I also put the age at 16 because i think 18 is to unrealistic and depending on maturity much younger teens may have the right level of maturity but we cant really know that when allowing people acces to such streams.
Thank you for acknowledging this. So many people grossly oversimplify objections to this into some sort of prudish anti-nudity thing. That's not it, they're arguing against strawmen.
I have an issue with the ongoing sexualization of content available to children, and I have precisely negative faith in Twitch's ability to properly discriminate between "artistic" and not.
I think you make some good points, I'm a bit torn on this topic and am not sure what to think yet. I do however agree that preventing the user from hiding any topic they don't want to see is harmful.
Platforms need to add common-sense controls like category blocking and family modes (which the user can craft themselves).
My biggest complaint here is the platform deciding what I want to watch.

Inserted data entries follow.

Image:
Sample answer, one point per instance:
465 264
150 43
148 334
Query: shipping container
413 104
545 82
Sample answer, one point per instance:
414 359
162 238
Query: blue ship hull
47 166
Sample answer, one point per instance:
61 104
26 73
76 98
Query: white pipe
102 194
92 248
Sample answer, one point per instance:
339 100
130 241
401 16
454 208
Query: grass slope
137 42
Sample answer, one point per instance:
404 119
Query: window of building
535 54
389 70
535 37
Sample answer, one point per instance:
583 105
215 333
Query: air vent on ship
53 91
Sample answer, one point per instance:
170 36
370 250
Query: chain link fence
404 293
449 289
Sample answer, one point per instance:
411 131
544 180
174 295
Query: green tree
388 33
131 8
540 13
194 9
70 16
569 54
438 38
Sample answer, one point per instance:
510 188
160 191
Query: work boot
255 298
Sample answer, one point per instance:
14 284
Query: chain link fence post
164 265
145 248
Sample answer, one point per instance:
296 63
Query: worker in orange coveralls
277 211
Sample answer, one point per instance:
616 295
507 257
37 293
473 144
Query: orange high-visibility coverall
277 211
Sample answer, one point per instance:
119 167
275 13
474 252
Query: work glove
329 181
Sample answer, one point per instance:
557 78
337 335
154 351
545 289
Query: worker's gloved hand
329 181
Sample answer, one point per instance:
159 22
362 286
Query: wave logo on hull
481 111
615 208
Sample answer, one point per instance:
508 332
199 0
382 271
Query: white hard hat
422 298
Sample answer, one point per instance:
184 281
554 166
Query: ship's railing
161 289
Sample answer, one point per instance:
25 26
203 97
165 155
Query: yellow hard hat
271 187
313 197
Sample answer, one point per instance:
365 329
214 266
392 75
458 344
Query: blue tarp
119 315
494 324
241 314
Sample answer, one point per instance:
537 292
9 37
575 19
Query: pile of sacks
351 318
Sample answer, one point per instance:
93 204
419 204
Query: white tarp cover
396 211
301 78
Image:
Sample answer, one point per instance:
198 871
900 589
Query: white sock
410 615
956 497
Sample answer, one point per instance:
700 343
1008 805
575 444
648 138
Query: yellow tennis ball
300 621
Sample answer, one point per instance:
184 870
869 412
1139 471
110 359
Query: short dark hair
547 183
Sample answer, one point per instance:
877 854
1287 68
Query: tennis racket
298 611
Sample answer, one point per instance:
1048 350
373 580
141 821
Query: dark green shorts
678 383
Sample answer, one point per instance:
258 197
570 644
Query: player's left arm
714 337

I don't think people care about the nudity as much as they care about the intent behind the nudity. Streamers seem to be edging as close to the line of porn as they can in order to gain views and money. This isn't someone simply walking around a beach without a top on.
I don't care if people want to fingerbang or jack themselves on cam while playing Zelda, but don't fucking blend it in and recommend it to people on a site specifically designed for children. That's what turns it from "someone seeking it out on their own" (as with the availability of porn on the rest of the internet) to "let's shove it in your face to boost our quarterly profits during an economic slump." People can claim that this all should be prevented by rules and tags but let's be real people are going to do whatever they can to skirt the rules and standout from the crowd and no human being is actually going to be moderating any of this just like with YouTube, Facebook, Instagram, or any other similar site.
Also I think parents want to know when an app has nudity. Twitch is rated 14 plus on Google play store. Parents wouldn't expect nudity on it.
Also this was already walked back likely because disney and other advertisers didn't want thier ads to run in front of nudity / porn
There's a huge difference between nudity in the neutral sense of "no clothes on" and erotica (which may or may not involve nudity, but usually does).
My kids see nudity all the time. They see me and their mum nude in the mornings when we're getting dressed, they see people nude in the changing rooms at the swimming pool, they undoubtedly see other kids nude at nursery in the course of the day. That's all normal and healthy.
That's not the same as letting my 3 year old watch porn.
Porn is a complex subject even for adults, and absolutely needs an adult perspective to contextualise it, understand it, and potentially recognise when something about it is seriously wrong. This is something that is perfectly reasonable to limit to adults.